In the second part of her book, Episkenew considers the historic and continuing trauma experienced by First Nations as a result of these government policies, specifically removal from the land and residential schooling. She catalogues the repercussions down through time for parents forced to give up their children and children forced to live apart, being taught to discard their own languages and cultures as worthless. Into this bleak scenario, Episkenew introduces the hope of First Nations authors to use narrative, novels, autobiography, and community theatre as a healing anodyne for themselves and their own people. She explains how Indigenous life-writing helps Indigenous readers to heal from the trauma of colonization by recrafting their personal and collective myths.

... Episkenew makes the case for such texts to find a place in the Canadian school curriculum and a place for study in the academy, arguing that inclusion in curriculum has the potential to disrupt the Canadian settler myth for young Canadians and inclusion in the academy validates the importance of these texts as a vital part of the recalibrated collective voice of the country.

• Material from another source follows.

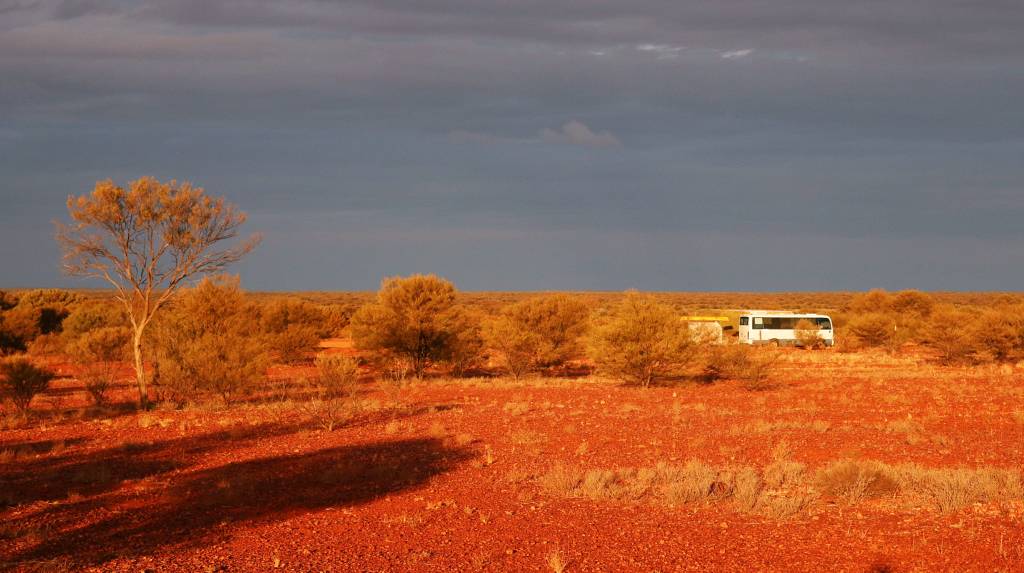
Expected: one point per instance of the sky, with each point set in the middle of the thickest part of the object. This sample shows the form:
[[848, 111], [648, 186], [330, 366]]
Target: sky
[[537, 144]]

The final portion of Episkenew’s thesis is to demonstrate the importance of communal narrative participation—through theatrical production—performance, and attendance, to transform. This transformation is accomplished by addressing unresolved grief and trauma present in so many Native communities.

Taking Back Our Spirits: Indigenous Literature, Public Policy and Healing

My comment: Jo-Ann Episkenew includes an extended discussion of Vera's play, "Strength of Indian Women," in chapter 5,  "Theatre that heals wounded communities." In her original text, she does not locate the grief and trauma solely in Native communities, as the reviewer implies, but as a reality contigent across boundaries and across Canada. An important element in Episkenew's work is reweaving that which Canadians are trained to consider quite separately, and thus, this book is Highly Recommended.